MapReduce - The Big Data Crunching Framework

A four part  Big Data Series:

Part 1: Big Data, GFS and MapReduce – Google’s Historic Contributions
Part 2: Hadoop - The Open Source Approach To Big Data Processing You Ought To Know
Part 3: MapReduce - The Big Data Crunching Framework
Part 4: MapReduce Framework - How Does It Work?

So how do you eat an elephant? Of course one bite at a time and that is exactly what MapReduce Framework does to the behemoth of Big Data.

Introduced by Google, it essentially takes a big job and breaks it down into smaller, mutually independent chunks of work. Since each of these tasks are mutually independent, they can be processed on different machines independently at the same time. That is in parallel.  The outputs of these machines working in parallel are combined together to give the final output for the original job.

The distinguishing feature of this framework is that it can be run on commodity machines, thus making it economically attractive as compared to bigger and more expensive parallel custom solutions.  

Inspired by Google’s proprietary MapReduce, it’s open source equivalent was developed by the Apache Software Foundation and is an essential part of the Hadoop project.  
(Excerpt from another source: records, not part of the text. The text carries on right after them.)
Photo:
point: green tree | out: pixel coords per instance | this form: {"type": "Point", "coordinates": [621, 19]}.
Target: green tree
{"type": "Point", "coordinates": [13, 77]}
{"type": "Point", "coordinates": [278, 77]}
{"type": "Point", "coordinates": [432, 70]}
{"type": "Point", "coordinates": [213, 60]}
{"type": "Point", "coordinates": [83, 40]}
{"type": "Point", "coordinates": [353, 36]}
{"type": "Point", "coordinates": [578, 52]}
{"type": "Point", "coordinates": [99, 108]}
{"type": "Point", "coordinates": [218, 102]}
Hadoop MapReduce has 3 major components that perform the core functions besides many other components performing important support functions such as scheduling, monitoring, failure recovery etc.

The core components are:

1.  MapReduce Job

The job component does it work at the very first stage. It divides the input data set into smaller independent tasks.  These tasks have to be independent otherwise they can’t be run in parallel.  

2.  MapReduce Map

The output of the job i.e. smaller, independent chunks of work, are processed by map tasks. As these chunks are independent, map tasks are able to process them in a purely parallel manner.  Maps transform the input records into intermediate records.  

3.  MapReduce Reduce Task

The output of the map task, i.e., intermediate records, are sorted by the framework.  This sorted output is then fed to the reduce task. The reduce task transforms the sorted intermediate records to the final output which is then stored in the file system.  

This is just the gist of MapReduce framework.


In Hadoop, MapReduce framework is layered on top of HDFS.  Typically, compute nodes and the storage nodes are the same, that is MapReduce and HDFS run on the same nodes (same CPUs). This way computation is taken to where the data is and the end result is a high net bandwidth across the cluster.

HDFS and MapReduce work in synergy. Through HDFS a distributed fault tolerant storage facility is obtained and using MapReduce on top of it provides an economical parallel computing cluster running on commodity hardware.